Perhutanan Sosial bukan hanya sekadar solusi untuk persoalan tenurial, tetapi juga diharapkan menjadi katalisator untuk pengembangan ekonomi masyarakat. Program ini diantisipasi dapat menyerap tenaga kerja, meningkatkan pendapatan melalui usaha hasil hutan, serta menciptakan sentra ekonomi lokal dan daerah. Saat ini, sudah terbentuk 10.249 Kelompok Usaha Perhutanan Sosial, yang mencakup berbagai kelas seperti Platinum, Gold, dan Silver, dengan total transaksi ekonomi mencapai Rp. 1,08 Triliun.

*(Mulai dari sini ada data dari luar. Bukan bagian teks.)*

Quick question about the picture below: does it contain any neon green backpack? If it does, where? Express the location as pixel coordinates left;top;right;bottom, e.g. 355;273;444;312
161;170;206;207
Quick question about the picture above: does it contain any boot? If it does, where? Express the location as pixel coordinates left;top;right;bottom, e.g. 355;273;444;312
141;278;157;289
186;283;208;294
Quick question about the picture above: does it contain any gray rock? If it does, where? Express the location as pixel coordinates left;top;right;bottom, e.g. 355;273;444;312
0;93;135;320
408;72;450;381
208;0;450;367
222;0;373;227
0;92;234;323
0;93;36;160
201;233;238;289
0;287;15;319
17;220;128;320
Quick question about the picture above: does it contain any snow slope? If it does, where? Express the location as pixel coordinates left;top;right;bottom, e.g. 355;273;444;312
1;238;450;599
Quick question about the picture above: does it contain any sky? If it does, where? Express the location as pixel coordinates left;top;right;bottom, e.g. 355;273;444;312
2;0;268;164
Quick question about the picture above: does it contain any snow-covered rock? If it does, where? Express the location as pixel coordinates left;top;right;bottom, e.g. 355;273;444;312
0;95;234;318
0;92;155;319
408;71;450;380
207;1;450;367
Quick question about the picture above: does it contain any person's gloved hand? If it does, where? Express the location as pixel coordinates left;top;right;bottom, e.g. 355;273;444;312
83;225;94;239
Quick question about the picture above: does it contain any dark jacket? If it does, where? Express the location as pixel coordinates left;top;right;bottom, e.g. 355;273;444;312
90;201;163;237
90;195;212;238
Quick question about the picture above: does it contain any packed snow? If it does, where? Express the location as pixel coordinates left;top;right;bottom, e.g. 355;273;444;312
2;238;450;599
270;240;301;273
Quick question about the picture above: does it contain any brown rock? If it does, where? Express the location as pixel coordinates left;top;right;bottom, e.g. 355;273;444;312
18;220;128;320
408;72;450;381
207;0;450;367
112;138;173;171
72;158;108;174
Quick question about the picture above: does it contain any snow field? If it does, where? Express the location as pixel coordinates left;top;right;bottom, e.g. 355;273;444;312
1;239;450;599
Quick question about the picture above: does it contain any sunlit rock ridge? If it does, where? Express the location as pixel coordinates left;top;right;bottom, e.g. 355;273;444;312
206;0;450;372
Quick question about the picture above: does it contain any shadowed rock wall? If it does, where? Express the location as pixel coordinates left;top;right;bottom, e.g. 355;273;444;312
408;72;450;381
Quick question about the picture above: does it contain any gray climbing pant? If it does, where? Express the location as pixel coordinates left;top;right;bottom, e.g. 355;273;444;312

Keberhasilan Perhutanan Sosial juga tercermin dalam berbagai model pengelolaan, termasuk pola agroforestry, silvofishery, dan silvopastura. Selain memberdayakan masyarakat melalui sektor hasil hutan, program ini juga berhasil menangani 570 kasus tenurial yang terjadi, menunjukkan perannya sebagai solusi konflik lahan di tingkat tapak.
”Program ini juga di topang dengan pemerataan ekonomi, ada namanya pendampingan dengan tata kelola kelembagaan, tata kelola hutan dan tata kelola ekonomi itu harapannya masyarakat yang miskin bisa dientaskan, masyarakat mampu mengelola kawasan hutan dengan baik, pemerintah menyediakan akses permodalan dalam bentuk KUR maupun skema lainnya termasuk juga untuk oftakkernya sehingga desa menjadi desa yang bertumbuh gini ratio antara desa dan kota menjadi kecil, tidak ada urbanisasi tetapi ruralisasi itu yang akan terjadi kedepan,” jelasnya.
Selaras dengan itu, Sekretaris Direktorat Jenderal PSKL, Mahfudz menyebut dalam aksi nyata invonasi kebijakan dalam percepatan pengelolaan Perhutanan Sosial, Pemerintah telah menerbitkan Peraturan Presiden Nomor 28 Tahun 2023 tanggal 30 Mei 2023 Tentang Peraturan Presiden Tentang Perencanaan Terpadu Percepatan Pengelolaan Perhutanan Sosial.